2) The officer must consider the following:
Does the seriousness of the offense warrant a chase at speed in excess of the posted limit?
Does the need for, and possibility of apprehension, justify a pursuit under the existing conditions?
Does the pursuit present unreasonable hazards to life and property?

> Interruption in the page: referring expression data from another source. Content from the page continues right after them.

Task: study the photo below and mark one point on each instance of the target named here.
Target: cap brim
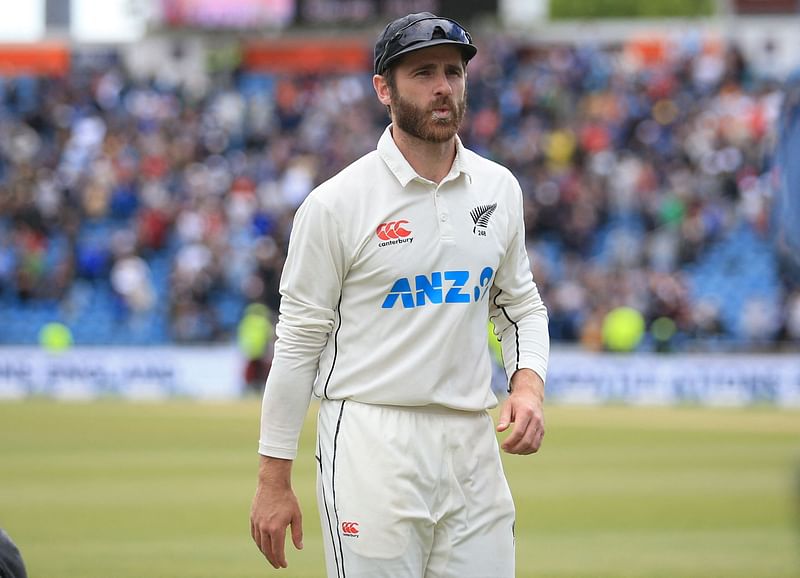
(469, 50)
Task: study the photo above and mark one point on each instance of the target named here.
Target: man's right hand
(275, 507)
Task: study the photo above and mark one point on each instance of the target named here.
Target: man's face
(428, 99)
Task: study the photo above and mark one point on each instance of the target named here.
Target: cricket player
(393, 269)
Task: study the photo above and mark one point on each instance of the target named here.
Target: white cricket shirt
(387, 288)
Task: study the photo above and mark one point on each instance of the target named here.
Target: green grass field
(123, 490)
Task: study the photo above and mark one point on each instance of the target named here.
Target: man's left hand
(524, 409)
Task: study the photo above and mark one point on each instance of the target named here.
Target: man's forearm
(275, 472)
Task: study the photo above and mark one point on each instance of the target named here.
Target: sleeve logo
(480, 216)
(350, 529)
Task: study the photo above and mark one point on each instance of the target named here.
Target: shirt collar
(402, 170)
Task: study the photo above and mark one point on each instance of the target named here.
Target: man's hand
(275, 508)
(523, 408)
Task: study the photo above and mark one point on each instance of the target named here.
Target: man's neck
(430, 160)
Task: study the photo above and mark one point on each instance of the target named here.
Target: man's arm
(275, 508)
(311, 284)
(520, 319)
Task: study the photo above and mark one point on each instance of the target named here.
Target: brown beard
(421, 124)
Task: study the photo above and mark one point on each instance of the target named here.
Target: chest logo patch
(480, 216)
(394, 233)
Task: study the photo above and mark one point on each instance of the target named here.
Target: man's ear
(382, 89)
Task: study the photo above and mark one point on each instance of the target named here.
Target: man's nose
(443, 85)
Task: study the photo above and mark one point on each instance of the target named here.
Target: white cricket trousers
(412, 493)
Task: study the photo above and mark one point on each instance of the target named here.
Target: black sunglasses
(423, 31)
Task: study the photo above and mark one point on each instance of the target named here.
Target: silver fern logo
(480, 216)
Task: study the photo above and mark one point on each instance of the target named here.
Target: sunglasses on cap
(423, 31)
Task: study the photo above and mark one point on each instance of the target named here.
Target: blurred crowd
(634, 161)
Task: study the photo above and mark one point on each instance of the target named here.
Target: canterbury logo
(480, 216)
(350, 528)
(392, 230)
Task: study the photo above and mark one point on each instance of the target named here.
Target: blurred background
(152, 156)
(153, 153)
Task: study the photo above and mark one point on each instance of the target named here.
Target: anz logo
(437, 288)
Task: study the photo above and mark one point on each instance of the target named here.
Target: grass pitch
(122, 490)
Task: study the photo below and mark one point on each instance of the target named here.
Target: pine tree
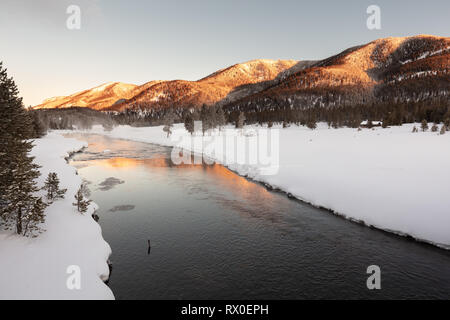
(206, 116)
(18, 204)
(424, 125)
(434, 128)
(52, 187)
(240, 120)
(189, 123)
(81, 203)
(169, 119)
(220, 118)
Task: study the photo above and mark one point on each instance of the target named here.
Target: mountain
(223, 86)
(97, 98)
(226, 84)
(401, 69)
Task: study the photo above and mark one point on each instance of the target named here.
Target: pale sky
(138, 41)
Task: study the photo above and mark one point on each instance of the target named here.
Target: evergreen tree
(208, 118)
(240, 120)
(424, 125)
(81, 203)
(434, 128)
(19, 208)
(189, 123)
(52, 187)
(169, 119)
(220, 118)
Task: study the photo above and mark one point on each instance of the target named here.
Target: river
(216, 235)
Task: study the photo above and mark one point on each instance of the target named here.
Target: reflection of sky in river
(216, 235)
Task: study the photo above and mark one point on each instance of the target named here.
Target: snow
(390, 178)
(36, 268)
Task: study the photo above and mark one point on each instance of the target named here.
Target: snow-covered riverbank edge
(37, 268)
(390, 179)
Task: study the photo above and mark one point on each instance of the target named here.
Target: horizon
(146, 44)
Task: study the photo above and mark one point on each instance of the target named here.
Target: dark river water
(216, 235)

3) Unit initiating pursuit--responsibilities
Upon commencing a pursuit, the initiating officer shall immediately broadcast the following:
Officer's unit designation
Location and direction of travel
Reason for pursuit
4) The initiating officer shall voluntarily abort a pursuit when, in the officer's opinion the hazards of continuing outweigh the benefits of immediate apprehension.
In determining whether a due process right is clearly established, we do not look to regulations, but only to the law as enunciated by the courts. See Elder v. Holloway, 510 U.S. 510, 515, 114 S.Ct. 1019, 1023, 127 L.Ed.2d 344 (1994). We therefore do not consider the sheriff's department's General Order regarding pursuits in determining whether a reasonable officer in Smith's position would have known that his conduct was unlawful
California Vehicle Code § 17004 provides, in part, that:
A public employee is not liable for civil damages on account of personal injury to or death of any person or damage to property resulting from the operation, in the line of duty, of an authorized emergency vehicle while responding to an emergency call or when in the immediate pursuit of an actual or suspected violator of the law....
Cal. Veh.Code § 17004 (West 1971). The district court concluded that this statute provided Smith with immunity under state law.